Warung makan "Ibu Tama" begitu orang menyebutnya, sebuah tempat makan favorit para mahasiswa dan karyawan bergaji pas-pasan di lingkungan tempat indekosnya Kasuma. Tempat makan itu terlihat biasa saja mirip warteg-warteg standar berdinding semi permanen yang dicat warna hijau muda. Kapasitas bangku panjang yang terdapat tiga buah di dalamnya mungkin cuma muat untuk duduk lima belas orang berjejalan, namun jangan ditanya saat peak hour jam makan siang, warung itu akan penuh sesak dengan antrian puluhan mahasiswa dan pekerja yang sedang kelaparan.
"Murah Boleh, Enak Pasti", itulah semboyan yang sering didengungkan Ibu Sutama janda berusia 40-an tahun pemilik warung itu. Dan itu bukanlah semboyan omong kosong, sudah terbukti beberapa pelanggan baru yang ikut mengisi perut di warung itu akan balik lagi walaupun tempat tinggal mereka cukup jauh karena kangen dengan cita rasa dan harga yang ditawarkan warung "Ibu Tama" tersebut.
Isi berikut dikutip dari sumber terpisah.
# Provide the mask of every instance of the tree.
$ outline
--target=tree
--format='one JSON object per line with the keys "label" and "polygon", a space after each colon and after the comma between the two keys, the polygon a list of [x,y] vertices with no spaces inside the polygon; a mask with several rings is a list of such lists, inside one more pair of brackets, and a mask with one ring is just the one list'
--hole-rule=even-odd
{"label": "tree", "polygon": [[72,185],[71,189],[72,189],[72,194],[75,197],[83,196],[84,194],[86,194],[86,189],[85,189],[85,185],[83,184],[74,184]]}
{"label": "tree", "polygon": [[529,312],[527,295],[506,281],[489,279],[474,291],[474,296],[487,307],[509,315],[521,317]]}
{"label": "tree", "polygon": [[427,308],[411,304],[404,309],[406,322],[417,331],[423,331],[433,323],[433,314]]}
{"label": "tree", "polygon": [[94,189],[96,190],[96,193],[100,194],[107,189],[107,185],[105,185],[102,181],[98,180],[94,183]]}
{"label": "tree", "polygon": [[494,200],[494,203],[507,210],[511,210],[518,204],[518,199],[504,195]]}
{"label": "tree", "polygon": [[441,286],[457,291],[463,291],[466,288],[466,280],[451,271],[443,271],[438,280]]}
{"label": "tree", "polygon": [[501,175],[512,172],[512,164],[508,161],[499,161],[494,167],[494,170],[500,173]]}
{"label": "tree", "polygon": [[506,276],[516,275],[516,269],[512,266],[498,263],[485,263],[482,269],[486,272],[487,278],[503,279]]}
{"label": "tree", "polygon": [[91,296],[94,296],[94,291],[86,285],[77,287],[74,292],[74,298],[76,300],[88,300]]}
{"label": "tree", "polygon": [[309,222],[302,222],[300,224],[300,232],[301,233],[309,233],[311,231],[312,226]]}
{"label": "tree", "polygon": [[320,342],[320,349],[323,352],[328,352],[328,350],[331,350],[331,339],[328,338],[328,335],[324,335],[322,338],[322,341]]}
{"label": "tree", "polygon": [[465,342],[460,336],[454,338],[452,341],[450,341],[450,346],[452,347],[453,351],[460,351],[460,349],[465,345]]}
Kasuma tokoh kita ini termasuk salah satu korbannya, malah sudah tergolong fanatik, walau perut sudah keroncongan di jalan dia tetap tak tergoda demi mendapatkan sensasi makan di warung tercinta. Kasuma mungkin termasuk pelanggan kesayangan di warung itu, desas desus yang beredar Ibu warung naksir berat sama dia untuk dijodohkan sama anak perawannya yang masih sekolah di SMP.
Pada suatu sore yang cerah, Kasuma tampak berjalan lunglai mengarah ke warung Ibu Tama. Tadi siang dia sudah melewatkan perutnya dari makan besar karena ada limpahan traktir-an bakso di kampus, imbalan bikin tugas dosen buat teman kuliahnya. Dan itu sudah dianggap Kasuma cukup buat menahan laparnya sampai makan malam. Di tangannya Kasuma menenteng rantang kecil terbuat dari kaleng yang ada pegangannya. Hari ini dia merasa sangat beruntung, tadi Ibu kos menyuruhnya buat membelikan soto daging yang terkenal enak di warung "Ibu Tama" ini.
Sambil menyerahkan selembar uang 20 ribu Ibu kos ngomong, "Kasu, tolong Ibu belikan soto ke warung sana itu ya, ini duitnya beli saja semua, nanti kalau kamu mau ambil sotonya separuh, ibu gak bakal bisa habisin sendirian juga."
Maka tak disangsikan lagi walaupun tergontai-gontai jalannya, Kasuma melaju dengan girang, "Aduhaiii, hari ini indah sekali, setidaknya tinggal beli nasinya saja, hiduplah aku sampe besok pagi," pikir Kasuma senang.
Sesampainya di tempat, warung Ibu Tama terlihat sepi, hanya tampak dua orang mahasiswa yang sedang lahap makan sambil ngobrolin skripsinya, di samping pintu masuk tampak seorang bapak tua yang sedang sibuk menyeruput teh manisnya yang terlihat masih panas mengebul.
Kasuma mendekat ke seseorang di balik etalase kaca, "Ibuukk ... soto dagingnya masih ada?"
Seorang ibu bertubuh gemuk yang tampak enerjik mengangkat kepalanya dan menyahut ramah, "Eh, nak Kasuma, lagi tumben gak maam disini, sotonya masih anget kok, hei, En ... Enny! ini dibantu kakakmu mau soto daging!"
Ibu Tama meneriaki anak gadisnya yang sedang memotong-motong daun bawang. Enny gadis kecil masih SMP yang berkulit coklat terang namun punya hidung mancung dan mata yang indah menyahut dengan malu-malu, "Kakak Kasu, mau beli berapa?"
Setelah menyerahkan selembar 20 ribu pemberian Ibu kos tadi, Kasuma memperhatikan Enny yang dengan kikuk memasukkan ramuan soto ke dalam rantangnya karena digodain ibunya yang sebentar-sebentar ngomong.
"Enny! bikinnya yang enak dan banyakan loh, itu buat kakakmu ini." Akhirnya soto daging itu siap, Enny menyerahkannya sambil menggigit bibir bawahnya dan melirik ke bawah.